Even the strongest existing models fall far short of human-level performance on SpatialScore (86.60 vs. ~50+), indicating that spatial intelligence remains a formidable challenge.
Text-only GPT-5 performs near chance level (30.62 vs. 28.29), confirming the necessity of visual information for spatial reasoning.
Both SpatialCorpus fine-tuning and SpatialAgent yield significant performance gains and are mutually complementary.
Camera pose and motion estimation tasks are the most challenging, with the largest gap between model and human performance.

Highlights & Insights¶

Unprecedented evaluation scale: A systematic evaluation spanning 30 tasks, 5,025 samples, and 49 models establishes a solid foundation for spatial intelligence research.
Dual-path enhancement strategy: Data-driven and training-free agent approaches are complementary and can be flexibly selected based on deployment requirements.
Transferable 3D data repurposing pipeline: The pipeline for converting 3D annotations into QA format is generalizable to other domains.

Limitations & Future Work¶

The benchmark remains primarily focused on static evaluation, lacking assessment of interactive spatial reasoning.
The agent system depends on the accuracy of external tools, and tool failures may have cascading effects on downstream results.
Future work could extend evaluation to embodied AI and autonomous navigation in real-world settings.

vs. VSI-Bench/STI-Bench: These benchmarks cover only a limited number of tasks and formats; SpatialScore substantially surpasses them in both scale and diversity.
vs.
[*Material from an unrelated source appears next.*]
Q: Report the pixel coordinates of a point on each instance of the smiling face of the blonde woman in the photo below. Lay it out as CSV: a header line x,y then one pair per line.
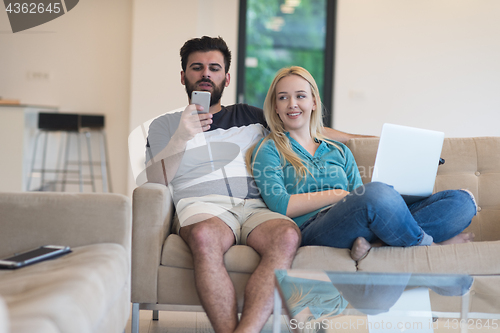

OmniSpatial: Although OmniSpatial covers more tasks (50), its sample size is considerably smaller (1,533); SpatialScore is superior in terms of quality and task balance.

Rating¶

Novelty: ⭐⭐⭐⭐ Systematic integration with newly constructed evaluation benchmark represents a major contribution, though core technical innovation is limited.
Experimental Thoroughness: ⭐⭐⭐⭐⭐ Evaluation of 49 models with human baselines and validation of multiple enhancement approaches.
Writing Quality: ⭐⭐⭐⭐⭐ Clear structure with comprehensive and detailed data presentation.
Value: ⭐⭐⭐⭐⭐ An important infrastructure contribution to the spatial intelligence research community.